In the past three or four years, the district adopted software called WaterSmart—it provides homeowners with real-time water usage data and alerts. Edwards is proud that Big Sky leads the country in WaterSmart adoption rate, and credits Kennedy for registering customers and guiding them through.  

Edwards said the national benchmark is around 20% adoption, but 50% of Big Sky’s customer base is enrolled in the free program.  

“We have quarterly meetings with the WaterSmart folks,” Edwards said. “And they’re always telling us, they’re like, ‘We don’t know what you guys are doing, but you’re crushing it as far as getting people enrolled into it,’ and [Marlene’s] the one that’s been doing all that.” 

When customers receive an automated WaterSmart message, it’s signed by Marlene.  

“Most owners don’t understand the volume of water that can be used in such a short amount of time, like, for instance, a toilet running,” she said. Summer irrigation is another massive draw and sometimes requires Kennedy to explain why a customer’s water bill is so high.  

That was her responsibility before WaterSmart, too, but the software has helped prevent those difficult phone calls from needing to happen.  

“You can actually pinpoint the exact hour when the issue started, and if it was fixed, and how much it cost them for that time period,” Kennedy said. 

Beyond customer service, Edwards also credits Kennedy for handling paperwork for water and sewer hookup permits. Aside from large commercial projects, new connections likely passed through her front desk.  

Kennedy and Schultz moved from Big Sky to Gallatin Gateway before their daughter Hallie was born—Big Sky lacked medical resources in 1994—and Kennedy plans to stay there. She remembers Big Sky being more close-knit in years past, but she said it remains that way in some regards. Big Sky was built on volunteerism and that still applies today, she added. 

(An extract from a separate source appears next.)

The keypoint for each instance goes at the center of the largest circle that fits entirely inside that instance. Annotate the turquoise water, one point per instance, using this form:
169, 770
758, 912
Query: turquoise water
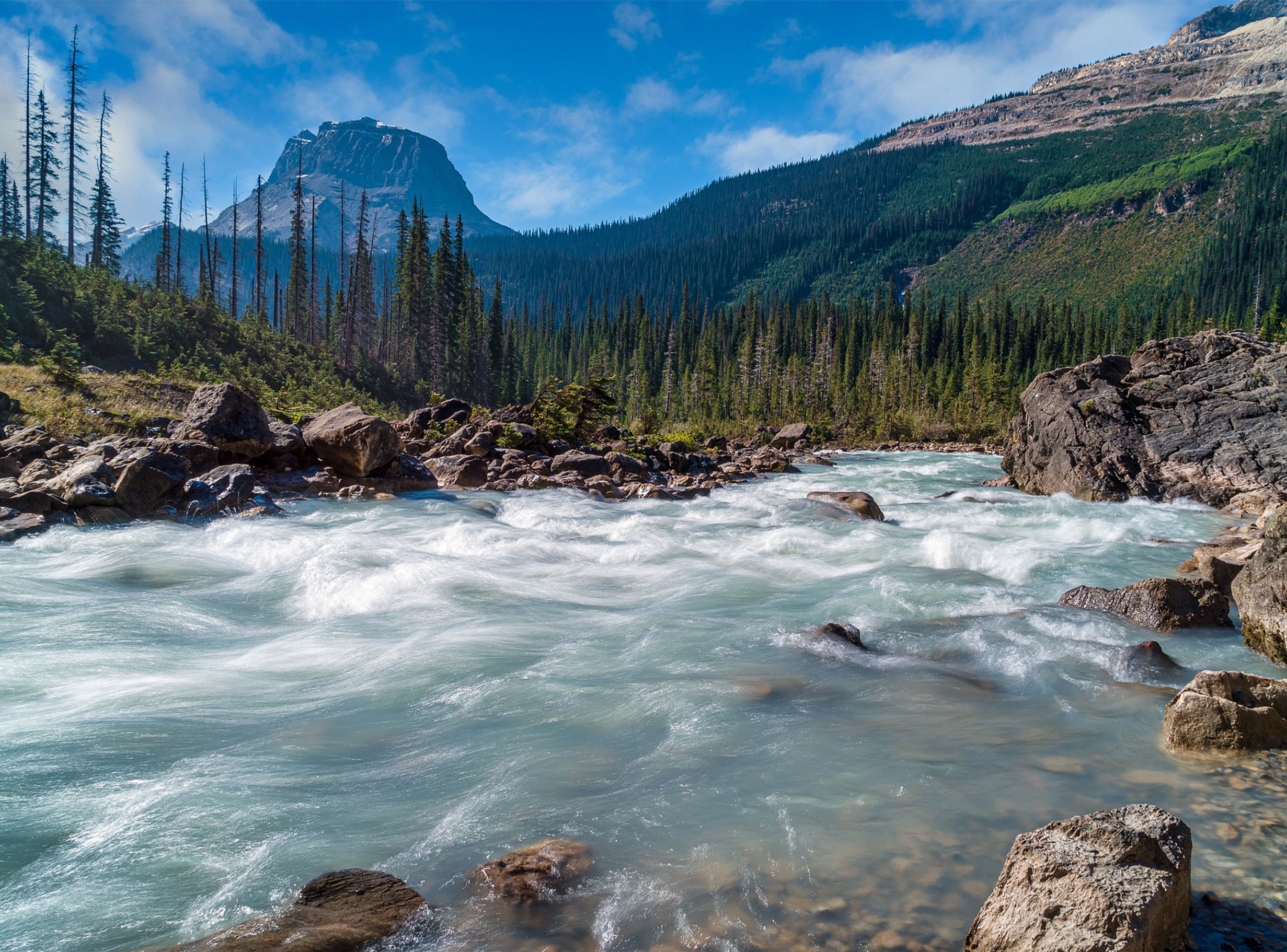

“It would have been, in my mind, wonderful if there had been a vision of the future on what maximum growth should be here. I don’t know if that’s ever really been identified yet,” Kennedy said. Muscat offered similar “parental caution” to EBS back in August.  

From Kennedy’s 27 years working in Big Sky, she’ll miss the water and sewer district’s customers. “It’s very gratifying to me to be able to help people. And so I will miss that… daily contact with many people,” she said.   

Speaking with EBS before her ultimate Friday, she shared one part of the job she won’t miss—also the last thing she’d left to finish.  

“Permits,” Kennedy said. “Water and sewer permits.”  

“She hates ‘em,” Edwards said. But for hundreds of homes built in the past 27 years, Marlene got the job done regardless.